Denis Bonzy : "les 5 vraies révolutions de Donald Trump"
Il faut beaucoup se méfier de toute démarche consistant à considérer que ce qui se passe aux Etats-Unis serait transposable en France ou ne ferait qu'annoncer un cycle voué à intervenir aussi en France.
Cette précaution opérée, il y a pourtant des tendances qui méritent une attention particulière parce qu'elles ne peuvent rester à l'écart de la France.
Ce fut le cas en 2008 quand Barack Obama a mobilisé les nouvelles technologies pour dynamiser son réseau militant sur le terrain.
De même, pour d'autres domaines, Donald Trump donne actuellement 5 leçons de fond à des candidats de la société civile en France :
1) Parce que les médias privilégient d'abord les audiences, un candidat doit accepter cette logique des médias donc concevoir ses interventions pour faire de l'audience. C'est le starter du cycle médiatique. Les médias américains n'ont pas favorisé Donald Trump. Ils ont invité le candidat qui leur garantissait le maximum d'audiences et qui acceptait ce "jeu".
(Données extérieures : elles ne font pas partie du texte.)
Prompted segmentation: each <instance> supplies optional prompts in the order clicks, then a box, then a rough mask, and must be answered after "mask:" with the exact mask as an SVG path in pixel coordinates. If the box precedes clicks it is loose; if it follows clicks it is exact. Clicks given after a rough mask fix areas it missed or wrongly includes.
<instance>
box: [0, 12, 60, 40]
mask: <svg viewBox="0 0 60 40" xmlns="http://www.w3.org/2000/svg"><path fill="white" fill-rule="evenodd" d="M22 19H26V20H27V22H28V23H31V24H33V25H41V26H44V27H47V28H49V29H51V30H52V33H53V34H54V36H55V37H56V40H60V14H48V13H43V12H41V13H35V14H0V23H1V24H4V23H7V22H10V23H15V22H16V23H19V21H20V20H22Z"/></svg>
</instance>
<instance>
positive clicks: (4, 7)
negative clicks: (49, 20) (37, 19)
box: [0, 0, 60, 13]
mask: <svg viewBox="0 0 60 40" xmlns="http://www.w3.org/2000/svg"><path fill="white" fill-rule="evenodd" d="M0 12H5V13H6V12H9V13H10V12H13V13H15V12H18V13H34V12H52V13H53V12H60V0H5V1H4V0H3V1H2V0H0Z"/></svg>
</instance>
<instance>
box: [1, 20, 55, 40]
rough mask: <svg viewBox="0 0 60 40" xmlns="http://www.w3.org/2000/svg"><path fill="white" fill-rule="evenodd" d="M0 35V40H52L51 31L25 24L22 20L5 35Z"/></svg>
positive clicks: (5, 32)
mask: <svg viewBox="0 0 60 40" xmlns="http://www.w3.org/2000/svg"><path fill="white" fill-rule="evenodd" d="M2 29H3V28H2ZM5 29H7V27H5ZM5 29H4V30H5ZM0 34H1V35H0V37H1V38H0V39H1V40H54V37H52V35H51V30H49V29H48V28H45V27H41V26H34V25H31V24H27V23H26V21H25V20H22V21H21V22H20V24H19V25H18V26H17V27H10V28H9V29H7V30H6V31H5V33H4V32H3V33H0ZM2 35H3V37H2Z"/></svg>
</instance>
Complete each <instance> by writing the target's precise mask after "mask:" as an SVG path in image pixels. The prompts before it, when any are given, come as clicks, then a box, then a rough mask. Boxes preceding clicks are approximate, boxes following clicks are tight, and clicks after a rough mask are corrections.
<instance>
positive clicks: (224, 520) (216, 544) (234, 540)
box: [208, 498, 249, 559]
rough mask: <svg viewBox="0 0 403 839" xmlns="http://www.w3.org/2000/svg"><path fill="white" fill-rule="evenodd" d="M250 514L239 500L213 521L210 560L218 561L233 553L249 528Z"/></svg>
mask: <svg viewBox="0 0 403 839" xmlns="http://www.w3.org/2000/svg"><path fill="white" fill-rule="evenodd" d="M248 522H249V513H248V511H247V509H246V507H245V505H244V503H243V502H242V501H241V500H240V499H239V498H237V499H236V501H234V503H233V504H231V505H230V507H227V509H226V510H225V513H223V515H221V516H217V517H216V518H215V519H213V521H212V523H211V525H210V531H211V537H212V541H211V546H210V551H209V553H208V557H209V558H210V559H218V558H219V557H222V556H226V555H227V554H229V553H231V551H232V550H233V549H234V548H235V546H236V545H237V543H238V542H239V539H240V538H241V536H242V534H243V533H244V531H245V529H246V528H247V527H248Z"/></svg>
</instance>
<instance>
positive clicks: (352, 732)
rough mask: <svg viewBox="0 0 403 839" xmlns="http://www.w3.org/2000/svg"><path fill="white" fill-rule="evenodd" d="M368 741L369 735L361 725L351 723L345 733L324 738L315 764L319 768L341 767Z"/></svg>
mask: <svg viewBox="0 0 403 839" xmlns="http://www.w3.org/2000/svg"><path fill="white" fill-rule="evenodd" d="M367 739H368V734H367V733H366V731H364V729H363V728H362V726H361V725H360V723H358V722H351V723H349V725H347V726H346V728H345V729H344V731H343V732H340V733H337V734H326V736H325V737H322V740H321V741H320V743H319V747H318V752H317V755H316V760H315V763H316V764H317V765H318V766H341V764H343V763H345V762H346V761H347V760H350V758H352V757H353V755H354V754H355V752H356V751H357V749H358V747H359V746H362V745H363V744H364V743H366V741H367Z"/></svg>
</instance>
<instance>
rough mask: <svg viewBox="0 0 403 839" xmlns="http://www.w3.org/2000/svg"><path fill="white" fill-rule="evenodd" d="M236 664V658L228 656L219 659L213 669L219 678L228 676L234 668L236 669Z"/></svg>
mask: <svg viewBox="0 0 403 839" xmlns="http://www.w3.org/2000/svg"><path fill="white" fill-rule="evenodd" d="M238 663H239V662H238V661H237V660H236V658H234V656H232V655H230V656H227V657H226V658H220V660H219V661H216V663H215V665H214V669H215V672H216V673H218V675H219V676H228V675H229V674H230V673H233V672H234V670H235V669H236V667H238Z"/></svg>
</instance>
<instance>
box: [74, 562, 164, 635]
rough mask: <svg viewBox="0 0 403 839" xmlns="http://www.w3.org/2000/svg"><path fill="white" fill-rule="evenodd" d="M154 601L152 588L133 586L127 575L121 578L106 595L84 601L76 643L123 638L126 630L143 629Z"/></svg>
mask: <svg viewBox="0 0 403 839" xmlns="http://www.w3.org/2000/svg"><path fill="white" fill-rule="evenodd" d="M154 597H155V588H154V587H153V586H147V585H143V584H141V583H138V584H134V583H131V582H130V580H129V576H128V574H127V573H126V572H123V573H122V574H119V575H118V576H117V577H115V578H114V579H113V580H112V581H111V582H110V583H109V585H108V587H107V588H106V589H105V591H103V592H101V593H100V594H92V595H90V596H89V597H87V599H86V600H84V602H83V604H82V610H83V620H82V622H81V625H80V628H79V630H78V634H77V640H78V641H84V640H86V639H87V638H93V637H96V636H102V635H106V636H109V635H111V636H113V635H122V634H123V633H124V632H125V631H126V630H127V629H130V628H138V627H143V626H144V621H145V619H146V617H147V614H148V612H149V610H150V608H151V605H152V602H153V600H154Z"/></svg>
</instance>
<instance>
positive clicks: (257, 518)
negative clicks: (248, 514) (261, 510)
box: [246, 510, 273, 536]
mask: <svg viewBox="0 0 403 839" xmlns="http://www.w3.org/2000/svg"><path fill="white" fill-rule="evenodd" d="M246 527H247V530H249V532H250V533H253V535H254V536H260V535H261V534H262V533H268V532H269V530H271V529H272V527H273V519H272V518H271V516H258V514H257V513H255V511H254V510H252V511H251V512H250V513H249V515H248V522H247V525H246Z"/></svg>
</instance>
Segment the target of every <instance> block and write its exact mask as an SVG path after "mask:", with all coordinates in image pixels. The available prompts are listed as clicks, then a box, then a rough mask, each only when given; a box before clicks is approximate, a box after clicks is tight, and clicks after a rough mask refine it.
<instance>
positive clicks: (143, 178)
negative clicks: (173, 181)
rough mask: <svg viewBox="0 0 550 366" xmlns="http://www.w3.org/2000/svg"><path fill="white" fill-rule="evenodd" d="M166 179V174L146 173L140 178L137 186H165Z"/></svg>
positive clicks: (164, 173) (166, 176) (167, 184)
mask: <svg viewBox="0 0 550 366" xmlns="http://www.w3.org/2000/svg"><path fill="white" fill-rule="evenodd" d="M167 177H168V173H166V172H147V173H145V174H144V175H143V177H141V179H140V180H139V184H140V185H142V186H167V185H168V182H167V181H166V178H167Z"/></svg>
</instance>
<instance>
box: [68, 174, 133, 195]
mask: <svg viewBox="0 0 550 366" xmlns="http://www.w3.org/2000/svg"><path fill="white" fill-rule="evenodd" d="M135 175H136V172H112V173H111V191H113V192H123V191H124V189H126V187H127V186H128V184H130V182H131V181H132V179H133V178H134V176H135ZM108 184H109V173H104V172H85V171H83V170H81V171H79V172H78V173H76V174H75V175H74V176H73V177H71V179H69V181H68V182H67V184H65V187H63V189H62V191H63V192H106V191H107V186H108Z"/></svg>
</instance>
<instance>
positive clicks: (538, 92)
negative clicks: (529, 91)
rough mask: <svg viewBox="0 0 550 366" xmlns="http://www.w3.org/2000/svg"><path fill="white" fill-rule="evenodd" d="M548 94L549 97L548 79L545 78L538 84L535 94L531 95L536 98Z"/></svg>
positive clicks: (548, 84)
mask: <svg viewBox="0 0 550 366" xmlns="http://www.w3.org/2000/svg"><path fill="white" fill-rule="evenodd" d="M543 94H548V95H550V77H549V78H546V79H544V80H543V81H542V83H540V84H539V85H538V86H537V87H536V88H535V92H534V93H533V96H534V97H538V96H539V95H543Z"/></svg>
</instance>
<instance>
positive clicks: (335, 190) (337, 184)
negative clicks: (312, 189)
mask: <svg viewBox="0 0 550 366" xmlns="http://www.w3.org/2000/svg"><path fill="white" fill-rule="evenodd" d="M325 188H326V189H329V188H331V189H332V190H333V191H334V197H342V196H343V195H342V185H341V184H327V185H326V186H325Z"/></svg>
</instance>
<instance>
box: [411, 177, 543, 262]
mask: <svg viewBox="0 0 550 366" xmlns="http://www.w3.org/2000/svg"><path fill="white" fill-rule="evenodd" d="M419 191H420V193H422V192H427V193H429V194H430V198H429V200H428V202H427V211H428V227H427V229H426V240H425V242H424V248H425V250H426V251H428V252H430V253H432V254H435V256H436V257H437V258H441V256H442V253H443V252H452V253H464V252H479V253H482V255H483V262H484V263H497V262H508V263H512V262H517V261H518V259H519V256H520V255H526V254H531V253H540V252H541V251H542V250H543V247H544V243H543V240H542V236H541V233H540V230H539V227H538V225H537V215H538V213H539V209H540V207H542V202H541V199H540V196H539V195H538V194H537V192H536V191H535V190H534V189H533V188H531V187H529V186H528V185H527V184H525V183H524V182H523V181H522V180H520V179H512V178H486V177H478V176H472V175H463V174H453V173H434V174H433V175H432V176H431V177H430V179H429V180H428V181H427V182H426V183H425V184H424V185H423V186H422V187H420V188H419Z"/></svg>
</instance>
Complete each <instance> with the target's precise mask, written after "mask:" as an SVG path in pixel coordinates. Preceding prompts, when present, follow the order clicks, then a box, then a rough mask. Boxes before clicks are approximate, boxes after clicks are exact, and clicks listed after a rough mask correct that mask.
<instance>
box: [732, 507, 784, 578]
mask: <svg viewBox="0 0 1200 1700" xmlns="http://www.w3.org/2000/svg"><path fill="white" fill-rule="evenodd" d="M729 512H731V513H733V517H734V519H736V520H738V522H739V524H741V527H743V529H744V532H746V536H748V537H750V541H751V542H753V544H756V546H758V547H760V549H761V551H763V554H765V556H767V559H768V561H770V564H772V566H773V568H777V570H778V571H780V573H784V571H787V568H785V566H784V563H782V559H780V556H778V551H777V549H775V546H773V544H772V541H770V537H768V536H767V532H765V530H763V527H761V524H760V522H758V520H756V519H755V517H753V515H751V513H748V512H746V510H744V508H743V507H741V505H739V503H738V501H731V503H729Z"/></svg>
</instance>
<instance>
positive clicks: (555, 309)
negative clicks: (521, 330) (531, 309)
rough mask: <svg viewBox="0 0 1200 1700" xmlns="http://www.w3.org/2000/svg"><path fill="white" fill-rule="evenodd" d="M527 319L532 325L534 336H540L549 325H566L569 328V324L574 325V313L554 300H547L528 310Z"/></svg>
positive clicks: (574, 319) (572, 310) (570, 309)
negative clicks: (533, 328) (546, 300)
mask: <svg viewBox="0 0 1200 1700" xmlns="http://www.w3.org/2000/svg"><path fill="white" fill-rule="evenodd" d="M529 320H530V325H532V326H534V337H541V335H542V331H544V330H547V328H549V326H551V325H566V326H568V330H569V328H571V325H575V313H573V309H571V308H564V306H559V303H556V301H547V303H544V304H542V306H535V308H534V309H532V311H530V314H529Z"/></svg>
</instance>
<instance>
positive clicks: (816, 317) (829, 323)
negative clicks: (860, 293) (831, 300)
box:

2) Pour faire de l'audience, il faut faire du spectaculaire. Sans tomber dans le cliché d'une frontière absolue entre information / divertissement, il faut faire du divertissement en passant quelques informations. Ce qui est une logique entièrement nouvelle pour la politique.
3) Cette logique de divertissement passe sur le fond par la rupture avec le discours magistral, technique, abstrait. Il faut parler des sujets de la vie quotidienne. Avec les mots de la vie quotidienne. Avec des solutions perçues comme susceptibles de réalisations rapides.
Sur le fond des dossiers, c'est la vraie force de Trump. Il parle sans tabou de tous les sujets des conversations quotidiennes. Avec des mots crus qui correspondent aux mots de chacun.
4) Parce que, même en parlant d'une "autre façon" sur des sujets quotidiens, la crédibilité des discours politiques est tellement affaiblie qu'elle suppose de d'abord parler de soi, scénariser son cursus pour crédibiliser le contenu. C'est la rhétorique de Trump. La rhétorique positive pour promouvoir ses propositions. La rhétorique négative pour décrédibiliser ses opposants.
5) Toutes ces étapes permettent de faire venir ou revenir en politique des personnes qui n'y étaient pas ou plus. C'est le vrai socle du succès de Trump. Il n'a pas géré des transfuges. Il a géré des entrants. Il n'a pas décroché des électeurs d'un autre candidat. Il a convaincu des électeurs de personne qu'ils avaient maintenant un candidat. C'est plus qu'une nuance.
C'est ce cycle qui est la leçon de Donald Trump aux candidats français de la société civile.
D'ailleurs, des candidats de ce profil qui ont percé ont-ils mis en oeuvre d'autres méthodes ?
Comment Albert Rivera est "né" en politique en Espagne : son affiche en posant nu est-elle du ressort de la politique ou du divertissement ?
Comment Syriza et Podemos ont franchi des seuils accélérés : en ré-introduisant dans le cycle électoral des personnes qui en étaient sorties.
C'est le vrai choix stratégique pour des candidats de la société civile en France. Comment trouver le contenant et le contenu qui ne fassent pas d'eux un "parti de plus" ? Puisqu'ils veulent changer le système comment résoudre la contradiction en effectuant des propositions pour "gérer autrement le système".
Tant que les vraies ruptures ne seront pas perçues y compris par le plus simpliste des électeurs potentiels, le "recyclage" des électeurs sortis du système sera impossible.
Sous cet angle, les candidats français ont encore beaucoup de risques inhabituels à accepter pour accélérer l'éclosion de candidats de la société civile.